Another Torrington legend — Don Murelli, who had a similar fate from AAA in the Orioles farm system — was the best hitter Nataro saw.

“In four years at Torrington High School, Murelli struck out just once looking,” says Nataro.

“And yes, when umpiring a pitcher like Arrigoni or a hitter like Murelli, they have a slight edge,” Nataro says. “In a close call, subconsciously, you give him the benefit of the doubt. You say, ‘Maybe he didn’t make the mistake; maybe I did.’”

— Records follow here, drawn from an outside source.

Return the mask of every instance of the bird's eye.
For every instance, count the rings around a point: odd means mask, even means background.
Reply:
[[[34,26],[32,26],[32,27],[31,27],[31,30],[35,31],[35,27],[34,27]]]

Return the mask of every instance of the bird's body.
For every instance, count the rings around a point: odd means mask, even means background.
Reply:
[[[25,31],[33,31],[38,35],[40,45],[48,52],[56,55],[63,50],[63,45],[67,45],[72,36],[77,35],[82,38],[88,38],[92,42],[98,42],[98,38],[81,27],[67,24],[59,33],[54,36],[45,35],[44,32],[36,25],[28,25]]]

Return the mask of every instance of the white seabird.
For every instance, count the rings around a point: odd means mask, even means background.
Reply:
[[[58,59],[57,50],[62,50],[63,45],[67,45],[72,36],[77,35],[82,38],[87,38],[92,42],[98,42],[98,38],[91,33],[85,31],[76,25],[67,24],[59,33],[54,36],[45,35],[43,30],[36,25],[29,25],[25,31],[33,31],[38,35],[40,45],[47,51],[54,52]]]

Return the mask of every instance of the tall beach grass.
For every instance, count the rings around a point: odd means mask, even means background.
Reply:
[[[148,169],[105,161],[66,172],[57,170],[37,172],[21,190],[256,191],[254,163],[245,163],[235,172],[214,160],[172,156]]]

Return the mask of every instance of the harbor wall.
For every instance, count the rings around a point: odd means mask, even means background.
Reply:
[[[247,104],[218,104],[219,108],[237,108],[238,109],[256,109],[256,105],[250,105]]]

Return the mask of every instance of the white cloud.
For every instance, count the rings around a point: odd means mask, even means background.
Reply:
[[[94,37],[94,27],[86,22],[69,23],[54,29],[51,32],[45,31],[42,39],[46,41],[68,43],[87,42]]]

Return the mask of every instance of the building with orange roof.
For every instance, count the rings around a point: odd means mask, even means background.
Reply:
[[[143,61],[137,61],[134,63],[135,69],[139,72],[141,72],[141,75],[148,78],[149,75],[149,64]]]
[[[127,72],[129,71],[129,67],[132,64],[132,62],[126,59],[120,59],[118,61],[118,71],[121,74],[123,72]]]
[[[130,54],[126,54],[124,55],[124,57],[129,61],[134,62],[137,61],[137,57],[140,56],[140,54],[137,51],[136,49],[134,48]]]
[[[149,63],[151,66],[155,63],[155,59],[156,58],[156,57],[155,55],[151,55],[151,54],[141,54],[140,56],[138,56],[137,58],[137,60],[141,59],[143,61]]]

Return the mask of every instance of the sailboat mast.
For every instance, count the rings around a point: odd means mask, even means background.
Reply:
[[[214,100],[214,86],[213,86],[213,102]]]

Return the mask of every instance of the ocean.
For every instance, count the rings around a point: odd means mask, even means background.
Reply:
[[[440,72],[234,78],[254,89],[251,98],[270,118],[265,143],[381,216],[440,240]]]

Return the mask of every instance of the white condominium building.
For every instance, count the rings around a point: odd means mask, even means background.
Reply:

Still, in all those years, Nataro officiated just two no-hitters in baseball, several in softball.

“In softball, a good pitcher can really dominate,” he says, citing Torrington’s Ali DuBois as another Division I pitcher in the same category as Matzko. “In a game like that, you don’t want to make a bad call, so you’re concentrating really, really hard.”

At the other end of the spectrum, Nataro admits a strike zone can get bigger in a blowout game.

“As long as you do it for both teams, the coaches kind of expect it,” he says.

Inevitably then, the conversation turns to the umpiring machines tested sporadically in the minor leagues.

“They did a comparison between the machines and human umpires and they came out about the same, with a small edge for the humans,” says Nataro. “There are some things a machine can’t see.”

Besides, we agree, it takes an all-important personal quality out of our beloved game.

So go ahead, argue with Bill Nataro if you want. Besides his decades of experience and love for the game, the human side is just as important for him.

“My wife Peggy has been my big strength through the years,” he says. “On the field, your best friend is your umpiring partner, who’s always going to be faithful and supportive.”

No way you’re winning that argument.